Which is not to say the Unidata netCDF team is against adopting additional native compression support. There is just a lot to consider. We also have a pretty full workload with the extant dev roadmap; I'm going to tag this as a future release issue so that we can revisit it and give it a proper target, once we have cleared our current slate. For the time being, it's probably better not to invest too much time into a PR in support of adding additional native compression routines. Dynamic filter support will have to fill the gap in the meantime; the tradeoff between portability and compression is going to have to be one made at the individual organization level.
@WardF I hope this issue remains under discussion and you are not ruling out progress here. I believe an lz4 addition can be done as discussed, without impact on the existing API or build for users that choose not to use it.
I’m not ruling it out and will leave it open, but it’s not on the immediate radar internally; I wanted to make that clear before too much work was put into it. We don’t have a lot of bandwidth for this at the moment, to the extent I haven’t had time to go sort out the lz4 options under Windows; I expect it’s no more difficult than zlib, but I won’t be able to worry about that for a while.
The basic addition of, say, lz4 is pretty straightforward. We just need to follow
the bzip2 example in plugins directory.
I would prefer not to have a --enable-lz4 configure flag because as other compressors
are added, we would end up with flag proliferation. A single --enable-filters=
flag would be preferable.
But, as Ward notes, we need to decide what to do about the technical debt:
e.g.maintenance and security-hole checking.
[Ed, maybe we should bring this up with the HDF5 people when they come to visit?]
I'm happy to see that this issue started a discussion on this topic.
I've spoken with our resident modellist, who says that faster parallel compression/decompression would be very useful to us.
Additionally, he would be even more interested in applying GRIB-like lossy compression methods. After all, we rarely need to know that the temperature was 23.23465287 C. He says that he implemented the Grib complex packing algorithm into the netCDF library in the past and that it was quite straightforward. Additionally, the Grib algorithms are already supported by the ECMWF ecCodes library (the one used by cdo, for example) and thus many of the building blocks for user applications are already in place.
Some references re the Grib compression methods and comparisons with netCDF:
The python interface has lossy compression (http://unidata.github.io/netcdf4-python/#section9), as does the nco netcdf operators (https://www.geosci-model-dev.net/9/3199/2016/). All you need to do is quantize the data before applying the zlib filter.

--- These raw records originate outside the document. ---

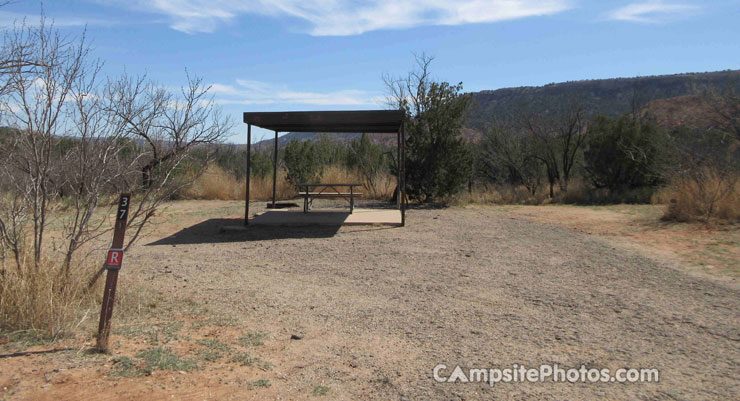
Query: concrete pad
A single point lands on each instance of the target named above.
(328, 217)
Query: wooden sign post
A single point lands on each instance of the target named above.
(113, 263)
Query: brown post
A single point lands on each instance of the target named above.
(398, 169)
(274, 174)
(249, 171)
(113, 264)
(402, 158)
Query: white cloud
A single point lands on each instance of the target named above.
(256, 93)
(8, 19)
(345, 17)
(654, 11)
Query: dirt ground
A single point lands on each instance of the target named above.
(373, 310)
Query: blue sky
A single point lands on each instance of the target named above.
(264, 55)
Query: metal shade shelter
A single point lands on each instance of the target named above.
(356, 121)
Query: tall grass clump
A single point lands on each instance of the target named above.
(44, 299)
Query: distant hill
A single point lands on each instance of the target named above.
(664, 97)
(604, 96)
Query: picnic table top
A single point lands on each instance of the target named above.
(328, 185)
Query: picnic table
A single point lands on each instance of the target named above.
(309, 192)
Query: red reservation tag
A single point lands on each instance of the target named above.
(115, 258)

The python interface has lossy compression (http://unidata.github.io/netcdf4-python/#section9), as does the nco netcdf operators (https://www.geosci-model-dev.net/9/3199/2016/). All you need to do is quantize the data before applying the zlib filter.
I did not go into the details, are you sure this is not only the usage of scale_factor and add_offset, which can already be applied transparently? They are very useful and work well, but only with data whose range is relatively small compared to your required precision (thus it works well with precipitation and temperature, for example). Also, with this method and you are still limited to having at least 8 bits for each variable (NC_BYTE or NC_UBYTE).

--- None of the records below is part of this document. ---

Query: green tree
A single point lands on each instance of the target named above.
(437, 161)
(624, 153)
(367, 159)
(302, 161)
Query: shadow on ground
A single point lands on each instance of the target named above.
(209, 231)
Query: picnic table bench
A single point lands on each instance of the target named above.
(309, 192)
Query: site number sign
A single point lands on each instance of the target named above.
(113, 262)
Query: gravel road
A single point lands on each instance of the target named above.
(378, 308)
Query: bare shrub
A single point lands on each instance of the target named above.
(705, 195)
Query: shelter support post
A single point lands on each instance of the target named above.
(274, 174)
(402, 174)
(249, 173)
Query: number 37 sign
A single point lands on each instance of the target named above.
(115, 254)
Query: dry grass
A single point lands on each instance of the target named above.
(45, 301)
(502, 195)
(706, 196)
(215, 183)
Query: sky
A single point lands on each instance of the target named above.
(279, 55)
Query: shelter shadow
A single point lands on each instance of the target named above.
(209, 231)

No, this is not related to the use of scale_factor and add_offset. It involves truncating or quantizing the data to a certain level of precision (say 0.1 K for temperature) and then applying the zlib/shuffle filters. The last couple of papers you reference utilize this technique.

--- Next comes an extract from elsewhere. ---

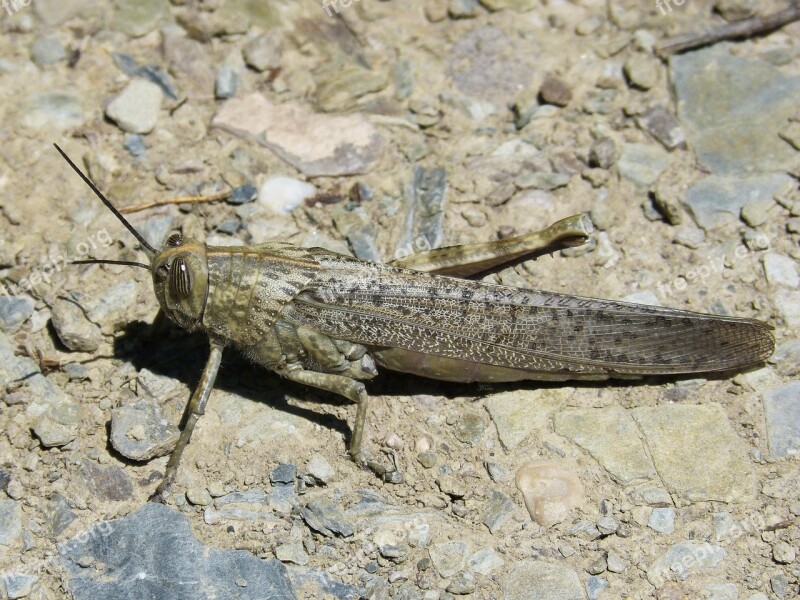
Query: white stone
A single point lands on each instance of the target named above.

No, this is not related to the use of scale_factor and add_offset. It involves truncating or quantizing the data to a certain level of precision (say 0.1 K for temperature) and then applying the zlib/shuffle filters. The last couple of papers you reference utilize this technique.
I took a look at this, and in the end this is just truncating data in order to reduce the number of words used in the compression algorithm. Floats stay floats, doubles stay doubles etc.
Some GRIB compression filters, to my understanding, are capable of reducing the number of bits used per variable.
Anyway this might be a discussion for another issue.
This issue should probably be closed. Here's some updates:
- The CCR project adds additional forms of compression for netCDF/HDF5 files: https://github.com/ccr/ccr
- This does not include LZ4, because the LZ4 filter was found to be broken - using it increases data size. The lz4 command line tool works fine and does compress as expected, so this is surely an error in the LZ4 filter code.
- CCR does include the Zstandard compression filter. This yields the same compression as zlib, but much faster for both reading and writing.
- The CCR also includes the BitGroom filter, which allows additional compression of floats/doubles by allowing lossy compression, in which the user specifies the number of significant digits to keep.
When (and if) the lz4 filter code is fixed, we will be happy to add it to CCR.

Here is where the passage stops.